La plateforme de l’opposition Ensemble pour la démocratie et la souveraineté (EDS) qui dénonce une « forfaiture du Conseil Constitutionnel », après le rejet de la candidature de l’ex-chef d’Etat ivoirien Laurent Gbagbo à la présidentielle du 31 octobre, a appelé mercredi à Abidjan, » à la mobilisation » de ses militants pour « faire barrage à la dictature », du président sortant Alassane Ouattara.

« EDS lance un appel pressant à la mobilisation des militants (…) du peuple de Côte d’Ivoire pour faire barrage à la forfaiture, à la dictature de M. Ouattara et à se mettre en ordre de bataille pour des manifestations, conformément à la Constitution, afin d’accélérer l’avènement d’un Etat de droit, par des élections justes, régulières, démocratiques, transparentes et inclusives », a invité le président Armand Ouegnin, face à la presse.

Lundi soir, la Cour constitutionnelle a rendu public la liste définitive des candidats retenus à la présidentielle, lors d’une audience publique.

Sur les 44 dossiers réceptionnés par l’institution, seuls ceux de l’actuel président qui brigue un 3 e mandat, du patron du Parti démocratique de Côte d’Ivoire (PDCI) Henri Konan Bédié, du chef du Front populaire ivoirien (FPI) Pascal Affi N’ guessan et de l’ancien député Bertin Kouadio Konan, ont été validés.

La juridiction a invalidé les dossiers de candidatures de Laurent Gbagbo et de l’ancien président de l’Assemblée nationale Guillaume Soro (exilé en France), en raison de leur radiation de la liste électorale, après une condamnation à 20 ans de prison par la justice ivoirienne dans différentes affaires.

« EDS condamne et dénonce cette forfaiture du Conseil Constitutionnel qui, de toute évidence, a accepté de se faire instrumentaliser par les dirigeants actuels, au mépris du principe sacro-saint de la séparation du pouvoir », a réagi M. Ouégnin.

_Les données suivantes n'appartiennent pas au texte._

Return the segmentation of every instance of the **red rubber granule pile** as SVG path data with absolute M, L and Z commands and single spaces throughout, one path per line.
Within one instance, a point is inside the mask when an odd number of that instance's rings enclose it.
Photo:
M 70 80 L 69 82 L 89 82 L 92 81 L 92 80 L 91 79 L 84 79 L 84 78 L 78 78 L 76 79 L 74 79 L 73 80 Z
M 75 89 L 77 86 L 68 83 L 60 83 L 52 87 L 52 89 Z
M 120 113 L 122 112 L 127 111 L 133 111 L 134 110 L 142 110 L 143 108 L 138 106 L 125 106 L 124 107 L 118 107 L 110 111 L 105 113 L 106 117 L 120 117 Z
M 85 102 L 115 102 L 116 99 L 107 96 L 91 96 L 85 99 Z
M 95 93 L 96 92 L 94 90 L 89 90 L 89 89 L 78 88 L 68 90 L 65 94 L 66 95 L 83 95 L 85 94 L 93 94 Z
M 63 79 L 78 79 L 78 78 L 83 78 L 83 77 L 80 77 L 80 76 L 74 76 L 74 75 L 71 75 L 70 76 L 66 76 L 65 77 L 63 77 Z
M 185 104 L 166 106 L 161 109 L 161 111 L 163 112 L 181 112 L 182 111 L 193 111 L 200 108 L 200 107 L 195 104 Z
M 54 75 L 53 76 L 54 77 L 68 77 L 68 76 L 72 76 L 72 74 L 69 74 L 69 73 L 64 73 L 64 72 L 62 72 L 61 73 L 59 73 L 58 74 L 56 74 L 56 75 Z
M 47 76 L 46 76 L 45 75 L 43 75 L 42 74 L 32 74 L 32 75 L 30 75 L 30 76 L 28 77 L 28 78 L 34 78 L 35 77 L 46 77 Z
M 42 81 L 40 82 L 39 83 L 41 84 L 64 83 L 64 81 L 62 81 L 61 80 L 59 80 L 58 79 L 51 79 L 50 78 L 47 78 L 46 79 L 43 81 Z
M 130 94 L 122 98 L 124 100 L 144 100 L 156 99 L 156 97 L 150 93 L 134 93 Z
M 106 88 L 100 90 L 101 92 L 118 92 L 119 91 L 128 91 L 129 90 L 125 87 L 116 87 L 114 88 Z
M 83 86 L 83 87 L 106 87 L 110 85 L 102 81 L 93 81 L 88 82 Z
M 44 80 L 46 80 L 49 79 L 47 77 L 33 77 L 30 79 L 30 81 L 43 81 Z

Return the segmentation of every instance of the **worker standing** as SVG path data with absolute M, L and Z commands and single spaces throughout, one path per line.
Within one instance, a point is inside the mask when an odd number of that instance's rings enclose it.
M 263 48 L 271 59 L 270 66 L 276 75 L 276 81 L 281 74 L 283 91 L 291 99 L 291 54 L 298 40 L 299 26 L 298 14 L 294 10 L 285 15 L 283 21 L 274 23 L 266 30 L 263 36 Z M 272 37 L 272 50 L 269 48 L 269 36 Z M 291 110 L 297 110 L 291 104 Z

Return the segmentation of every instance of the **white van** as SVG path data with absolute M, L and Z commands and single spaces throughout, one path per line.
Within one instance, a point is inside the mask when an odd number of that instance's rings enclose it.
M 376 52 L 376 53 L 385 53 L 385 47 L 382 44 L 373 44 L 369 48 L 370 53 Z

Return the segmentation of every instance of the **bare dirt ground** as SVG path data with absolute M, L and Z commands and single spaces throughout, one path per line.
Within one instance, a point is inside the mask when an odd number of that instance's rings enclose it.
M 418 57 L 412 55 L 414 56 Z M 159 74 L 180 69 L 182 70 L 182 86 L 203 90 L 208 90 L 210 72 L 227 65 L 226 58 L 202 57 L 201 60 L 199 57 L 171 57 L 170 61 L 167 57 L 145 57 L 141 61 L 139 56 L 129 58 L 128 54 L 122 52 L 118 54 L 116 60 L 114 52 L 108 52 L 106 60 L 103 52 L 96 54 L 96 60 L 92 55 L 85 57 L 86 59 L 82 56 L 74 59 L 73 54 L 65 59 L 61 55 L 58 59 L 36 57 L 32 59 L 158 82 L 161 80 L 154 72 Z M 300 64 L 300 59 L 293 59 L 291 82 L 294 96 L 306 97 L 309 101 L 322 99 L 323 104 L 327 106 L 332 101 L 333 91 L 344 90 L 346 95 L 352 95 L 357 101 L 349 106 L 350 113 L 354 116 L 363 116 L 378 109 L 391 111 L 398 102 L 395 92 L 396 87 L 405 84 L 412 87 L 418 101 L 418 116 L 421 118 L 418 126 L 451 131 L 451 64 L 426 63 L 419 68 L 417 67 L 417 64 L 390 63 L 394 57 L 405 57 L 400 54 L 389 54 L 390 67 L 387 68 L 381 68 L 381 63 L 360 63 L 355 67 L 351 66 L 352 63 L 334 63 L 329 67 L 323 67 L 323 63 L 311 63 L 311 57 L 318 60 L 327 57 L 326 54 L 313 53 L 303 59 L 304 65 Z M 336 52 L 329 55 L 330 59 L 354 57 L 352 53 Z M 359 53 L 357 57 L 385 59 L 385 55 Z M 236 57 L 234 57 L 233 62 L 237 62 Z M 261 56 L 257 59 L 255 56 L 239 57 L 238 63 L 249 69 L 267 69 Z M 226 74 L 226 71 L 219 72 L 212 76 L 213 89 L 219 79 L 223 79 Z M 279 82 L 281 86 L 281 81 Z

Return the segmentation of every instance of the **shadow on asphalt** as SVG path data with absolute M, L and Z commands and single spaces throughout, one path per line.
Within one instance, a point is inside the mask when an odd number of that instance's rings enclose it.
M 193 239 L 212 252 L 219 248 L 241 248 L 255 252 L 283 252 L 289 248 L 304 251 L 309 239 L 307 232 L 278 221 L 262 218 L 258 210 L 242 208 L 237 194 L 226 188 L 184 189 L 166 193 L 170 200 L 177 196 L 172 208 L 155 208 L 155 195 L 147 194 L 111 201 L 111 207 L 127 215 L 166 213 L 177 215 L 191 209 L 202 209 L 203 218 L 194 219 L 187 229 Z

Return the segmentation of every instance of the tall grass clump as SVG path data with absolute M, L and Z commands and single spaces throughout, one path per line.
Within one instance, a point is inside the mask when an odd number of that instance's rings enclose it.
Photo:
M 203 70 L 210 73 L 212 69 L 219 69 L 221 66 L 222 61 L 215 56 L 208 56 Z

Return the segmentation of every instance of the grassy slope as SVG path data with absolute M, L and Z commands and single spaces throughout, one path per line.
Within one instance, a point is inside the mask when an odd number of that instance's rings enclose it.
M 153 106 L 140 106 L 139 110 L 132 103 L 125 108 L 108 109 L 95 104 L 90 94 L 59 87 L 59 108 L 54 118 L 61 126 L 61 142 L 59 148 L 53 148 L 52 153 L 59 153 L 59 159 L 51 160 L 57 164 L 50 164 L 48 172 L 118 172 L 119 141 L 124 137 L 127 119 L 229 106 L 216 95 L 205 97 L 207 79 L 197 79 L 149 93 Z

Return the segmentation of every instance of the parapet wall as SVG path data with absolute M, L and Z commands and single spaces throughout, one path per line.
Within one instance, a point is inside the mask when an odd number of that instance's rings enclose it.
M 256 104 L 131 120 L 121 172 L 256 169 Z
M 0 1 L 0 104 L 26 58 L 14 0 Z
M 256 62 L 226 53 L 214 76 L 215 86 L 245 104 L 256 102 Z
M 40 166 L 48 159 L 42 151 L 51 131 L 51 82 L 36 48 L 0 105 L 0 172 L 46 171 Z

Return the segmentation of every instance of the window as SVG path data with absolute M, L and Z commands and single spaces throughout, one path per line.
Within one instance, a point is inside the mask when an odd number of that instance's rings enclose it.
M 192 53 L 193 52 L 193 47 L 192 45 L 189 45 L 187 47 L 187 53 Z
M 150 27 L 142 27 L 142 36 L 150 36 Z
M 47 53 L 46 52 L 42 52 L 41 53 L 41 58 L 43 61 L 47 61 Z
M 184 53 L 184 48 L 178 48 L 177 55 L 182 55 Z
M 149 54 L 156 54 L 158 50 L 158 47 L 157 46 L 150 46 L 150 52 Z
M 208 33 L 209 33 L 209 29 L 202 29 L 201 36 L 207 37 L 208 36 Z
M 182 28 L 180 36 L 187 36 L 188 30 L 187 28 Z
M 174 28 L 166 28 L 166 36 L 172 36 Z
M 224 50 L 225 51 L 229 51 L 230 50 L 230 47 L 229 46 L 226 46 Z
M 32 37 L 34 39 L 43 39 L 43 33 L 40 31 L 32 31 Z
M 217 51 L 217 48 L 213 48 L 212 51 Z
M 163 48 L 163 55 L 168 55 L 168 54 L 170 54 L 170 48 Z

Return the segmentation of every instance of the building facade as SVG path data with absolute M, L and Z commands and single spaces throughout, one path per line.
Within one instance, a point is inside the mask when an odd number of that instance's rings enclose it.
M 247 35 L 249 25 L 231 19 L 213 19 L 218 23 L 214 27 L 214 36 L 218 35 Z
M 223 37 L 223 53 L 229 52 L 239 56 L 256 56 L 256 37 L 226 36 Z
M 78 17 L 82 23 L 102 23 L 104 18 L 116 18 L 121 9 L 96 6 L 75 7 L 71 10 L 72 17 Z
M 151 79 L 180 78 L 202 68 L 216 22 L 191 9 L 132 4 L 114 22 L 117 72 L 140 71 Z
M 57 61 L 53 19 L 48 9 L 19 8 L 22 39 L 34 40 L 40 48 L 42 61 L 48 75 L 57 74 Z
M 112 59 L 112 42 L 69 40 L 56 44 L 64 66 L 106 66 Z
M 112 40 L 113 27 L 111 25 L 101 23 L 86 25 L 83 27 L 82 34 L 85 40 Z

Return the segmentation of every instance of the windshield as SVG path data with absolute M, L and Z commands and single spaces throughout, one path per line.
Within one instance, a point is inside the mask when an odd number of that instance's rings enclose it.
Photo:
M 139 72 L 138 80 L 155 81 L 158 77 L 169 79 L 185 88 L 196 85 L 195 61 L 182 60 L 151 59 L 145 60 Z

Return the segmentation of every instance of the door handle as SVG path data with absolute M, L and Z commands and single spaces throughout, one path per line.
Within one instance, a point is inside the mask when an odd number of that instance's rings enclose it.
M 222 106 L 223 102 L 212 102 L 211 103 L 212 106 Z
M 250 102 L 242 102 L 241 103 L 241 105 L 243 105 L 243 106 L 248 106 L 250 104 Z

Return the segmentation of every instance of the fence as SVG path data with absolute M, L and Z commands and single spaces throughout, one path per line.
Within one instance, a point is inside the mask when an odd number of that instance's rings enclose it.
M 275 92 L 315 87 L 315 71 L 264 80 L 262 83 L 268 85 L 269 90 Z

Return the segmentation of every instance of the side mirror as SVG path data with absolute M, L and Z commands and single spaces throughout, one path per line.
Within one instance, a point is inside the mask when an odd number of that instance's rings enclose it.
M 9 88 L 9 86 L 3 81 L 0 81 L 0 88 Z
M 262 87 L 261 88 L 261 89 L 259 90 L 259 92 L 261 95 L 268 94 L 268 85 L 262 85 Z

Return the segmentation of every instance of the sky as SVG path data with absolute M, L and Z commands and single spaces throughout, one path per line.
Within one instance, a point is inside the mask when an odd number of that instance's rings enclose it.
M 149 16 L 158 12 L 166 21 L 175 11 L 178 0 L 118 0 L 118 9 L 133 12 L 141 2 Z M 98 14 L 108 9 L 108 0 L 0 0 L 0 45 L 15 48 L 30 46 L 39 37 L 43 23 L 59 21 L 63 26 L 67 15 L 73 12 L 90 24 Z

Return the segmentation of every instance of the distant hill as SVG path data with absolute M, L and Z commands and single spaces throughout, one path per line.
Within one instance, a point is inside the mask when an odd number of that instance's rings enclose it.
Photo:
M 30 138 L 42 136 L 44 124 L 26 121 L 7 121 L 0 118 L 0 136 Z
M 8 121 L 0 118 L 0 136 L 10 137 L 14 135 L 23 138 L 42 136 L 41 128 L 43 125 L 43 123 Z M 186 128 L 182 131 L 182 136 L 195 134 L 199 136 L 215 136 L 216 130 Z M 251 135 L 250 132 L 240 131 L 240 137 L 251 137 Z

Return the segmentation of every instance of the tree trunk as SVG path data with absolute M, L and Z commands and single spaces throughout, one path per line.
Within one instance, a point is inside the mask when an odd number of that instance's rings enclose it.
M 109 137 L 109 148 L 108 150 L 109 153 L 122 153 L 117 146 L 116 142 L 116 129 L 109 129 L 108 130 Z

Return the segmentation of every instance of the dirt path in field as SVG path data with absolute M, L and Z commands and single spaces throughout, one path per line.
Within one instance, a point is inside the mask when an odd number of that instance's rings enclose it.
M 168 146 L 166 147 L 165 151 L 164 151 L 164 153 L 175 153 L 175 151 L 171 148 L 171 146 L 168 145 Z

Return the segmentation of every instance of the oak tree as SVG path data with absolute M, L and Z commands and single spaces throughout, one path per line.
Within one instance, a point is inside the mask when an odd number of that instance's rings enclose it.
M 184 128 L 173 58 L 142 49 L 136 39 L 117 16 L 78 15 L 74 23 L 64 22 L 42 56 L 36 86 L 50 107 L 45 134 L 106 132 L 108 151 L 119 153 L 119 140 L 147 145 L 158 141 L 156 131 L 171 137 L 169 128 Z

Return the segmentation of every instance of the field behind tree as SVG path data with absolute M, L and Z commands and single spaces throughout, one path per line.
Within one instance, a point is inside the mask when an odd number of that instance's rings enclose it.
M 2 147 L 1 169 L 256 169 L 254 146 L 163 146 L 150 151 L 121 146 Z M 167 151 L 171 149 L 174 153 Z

La plateforme « s’indigne » de la validation de la candidature d’Alassane Ouattara pour un troisième mandat, alors que « la Constitution le lui interdit », pointant la « violation flagrante de tous les principes de droit constitutionnel et tout particulièrement des articles 55 et 183 de la Constitution de 2016. »

Poursuivant, Armand Ouegnin a soutenu qu’EDS « n’accepte pas et n’acceptera jamais que le régime Ouattara enferme le peuple ivoirien dans une dictature où seule la volonté du despote fait office de loi. »

Le groupement de soutien à l’ex-président Gbagbo déclare qu’elle « entend se donner les moyens légaux et démocratiques pour ne pas laisser » l’actuel chef de l’Etat « brûler » la Côte d’Ivoire « qui n’aspire qu’à la réconciliation, à la justice sociale, au développement et à la paix.

En Côte d’Ivoire, la mesure de suspension des manifestations sur la voie publique, qui s’achevait le 15 septembre, a été prorogée jusqu’au 30 septembre, a annoncé le gouvernement.

Reconnu non-coupable de crimes contre l’humanité commis au cours des violences post-électorales ivoiriennes de 2010-2011 par la Cour pénale internationale (CPI), Gbagbo est en liberté conditionnelle à Bruxelles en attendant un éventuel procès en appel.